MOUNT Isa will be a focus of Australia's corporate watchdog's crackdown on banking advertising.
The Australian Securities and Investments Commission (ASIC) has called for tenders for a media monitoring outfit able to provide investigators with access to a searchable, regularly updated database of print, radio and television advertisements.
The mining towns of Mount Isa and Kalgoorlie have been identified as key target areas, as has the Gold Coast.
Member for Kennedy Bob Katter cited the experiences of Richmond Mayor John Wharton as an example of the need for greater scrutiny in regional banking.
Councillor Wharton's properties, Runnymede and Red Rock Station, were placed into receivership in November by BankWest.
"I had lengthy discussions with the CEO [of ASIC] during the upheaval surrounding John Wharton last year and expressed my extreme fear that any irresponsible actions and fire sales in the station properties could set off a financial conflagration," he said.
"Once the dominoes start falling you won't be able to stop them."
The advertising blitz was foreshadowed in February by ASIC commissioner Peter Kell, a consumer protection veteran who joined ASIC in October last year after a stint as deputy chairman of the Australian Competition and Consumer Commission.
Speaking at a Association of Superannuation Funds of Australia lunch, Mr Kell identified mining towns as one of several targets preyed upon by "unscrupulous promoters".
''Irrespective of whether it's a region that has a larger proportion of retirees, a mining town, or a remote indigenous community, we should see financial products and advice marketed in a responsible and accurate fashion,'' he said.

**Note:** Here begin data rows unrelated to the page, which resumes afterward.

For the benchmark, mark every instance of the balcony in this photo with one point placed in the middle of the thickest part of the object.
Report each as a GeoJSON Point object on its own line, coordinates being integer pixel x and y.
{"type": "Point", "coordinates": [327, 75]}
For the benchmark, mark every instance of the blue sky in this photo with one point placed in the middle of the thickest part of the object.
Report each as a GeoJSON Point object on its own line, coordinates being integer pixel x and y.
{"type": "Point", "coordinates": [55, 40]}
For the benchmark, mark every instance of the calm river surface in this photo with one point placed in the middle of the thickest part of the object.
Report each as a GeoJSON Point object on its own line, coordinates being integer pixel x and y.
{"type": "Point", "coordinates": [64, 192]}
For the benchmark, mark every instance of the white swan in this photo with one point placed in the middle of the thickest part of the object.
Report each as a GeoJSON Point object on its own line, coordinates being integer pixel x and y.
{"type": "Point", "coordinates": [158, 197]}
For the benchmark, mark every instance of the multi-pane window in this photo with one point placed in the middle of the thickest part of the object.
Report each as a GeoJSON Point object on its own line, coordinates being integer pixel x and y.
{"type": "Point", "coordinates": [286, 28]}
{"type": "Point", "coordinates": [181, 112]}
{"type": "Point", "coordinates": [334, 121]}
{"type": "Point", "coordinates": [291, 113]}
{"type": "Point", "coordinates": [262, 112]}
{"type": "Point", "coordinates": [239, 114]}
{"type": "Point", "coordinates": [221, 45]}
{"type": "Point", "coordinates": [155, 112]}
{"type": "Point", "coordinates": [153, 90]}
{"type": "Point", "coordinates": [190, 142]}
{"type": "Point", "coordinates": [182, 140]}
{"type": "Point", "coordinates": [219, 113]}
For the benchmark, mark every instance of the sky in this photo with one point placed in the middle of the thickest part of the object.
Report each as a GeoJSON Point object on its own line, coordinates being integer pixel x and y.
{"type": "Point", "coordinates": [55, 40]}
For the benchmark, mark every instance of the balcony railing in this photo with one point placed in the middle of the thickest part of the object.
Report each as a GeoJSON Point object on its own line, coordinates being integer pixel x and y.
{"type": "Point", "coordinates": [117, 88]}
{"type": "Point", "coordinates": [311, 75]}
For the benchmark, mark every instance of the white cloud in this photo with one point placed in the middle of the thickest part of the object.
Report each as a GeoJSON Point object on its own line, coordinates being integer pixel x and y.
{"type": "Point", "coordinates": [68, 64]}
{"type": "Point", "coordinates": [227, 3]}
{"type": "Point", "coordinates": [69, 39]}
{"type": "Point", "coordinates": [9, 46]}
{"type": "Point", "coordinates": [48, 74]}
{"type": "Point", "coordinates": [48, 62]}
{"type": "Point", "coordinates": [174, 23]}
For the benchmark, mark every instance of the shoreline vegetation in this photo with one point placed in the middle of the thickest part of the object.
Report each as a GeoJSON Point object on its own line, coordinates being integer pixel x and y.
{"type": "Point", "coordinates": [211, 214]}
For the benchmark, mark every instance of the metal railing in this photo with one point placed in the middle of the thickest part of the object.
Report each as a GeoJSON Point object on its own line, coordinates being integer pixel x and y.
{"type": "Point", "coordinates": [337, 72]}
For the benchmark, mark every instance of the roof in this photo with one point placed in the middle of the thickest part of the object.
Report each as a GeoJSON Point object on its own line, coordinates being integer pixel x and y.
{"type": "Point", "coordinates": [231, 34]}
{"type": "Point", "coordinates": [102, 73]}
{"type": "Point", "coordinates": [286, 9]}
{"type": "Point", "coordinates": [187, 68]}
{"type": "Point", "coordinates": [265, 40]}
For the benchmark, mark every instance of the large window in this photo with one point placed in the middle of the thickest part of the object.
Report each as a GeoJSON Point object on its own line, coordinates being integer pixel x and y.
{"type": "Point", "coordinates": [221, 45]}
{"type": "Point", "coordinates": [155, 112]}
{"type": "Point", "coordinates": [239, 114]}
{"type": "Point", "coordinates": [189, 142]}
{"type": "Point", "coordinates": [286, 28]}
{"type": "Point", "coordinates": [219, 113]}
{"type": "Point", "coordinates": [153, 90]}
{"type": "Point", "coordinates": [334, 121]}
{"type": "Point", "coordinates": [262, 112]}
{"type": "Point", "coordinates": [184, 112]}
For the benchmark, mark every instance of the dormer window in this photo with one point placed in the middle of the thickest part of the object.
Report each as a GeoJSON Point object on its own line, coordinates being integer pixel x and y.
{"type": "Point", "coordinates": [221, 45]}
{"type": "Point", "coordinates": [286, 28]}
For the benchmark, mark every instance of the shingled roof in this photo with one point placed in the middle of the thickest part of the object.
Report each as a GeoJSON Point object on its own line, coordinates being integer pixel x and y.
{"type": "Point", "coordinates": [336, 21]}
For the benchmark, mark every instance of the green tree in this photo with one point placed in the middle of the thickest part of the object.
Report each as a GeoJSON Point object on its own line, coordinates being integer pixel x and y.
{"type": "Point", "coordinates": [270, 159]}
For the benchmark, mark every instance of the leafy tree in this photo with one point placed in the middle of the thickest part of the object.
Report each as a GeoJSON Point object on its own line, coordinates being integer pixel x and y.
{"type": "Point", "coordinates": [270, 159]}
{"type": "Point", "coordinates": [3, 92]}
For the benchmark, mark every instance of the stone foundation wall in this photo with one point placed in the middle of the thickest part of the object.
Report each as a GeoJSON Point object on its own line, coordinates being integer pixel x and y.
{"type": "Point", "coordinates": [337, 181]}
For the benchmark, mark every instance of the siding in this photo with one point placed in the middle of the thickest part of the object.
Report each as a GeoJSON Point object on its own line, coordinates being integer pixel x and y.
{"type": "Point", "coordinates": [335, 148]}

''We know from past experience that sometimes these communities are targeted.''
Mr Kell said dishonest advertising could cause consumers to make unviable financial choices.
"The experience in recent years indicates that ads that do not give clear, accurate and balanced information about a financial product or service can create unrealistic expectations and lead to poor financial decisions," he said.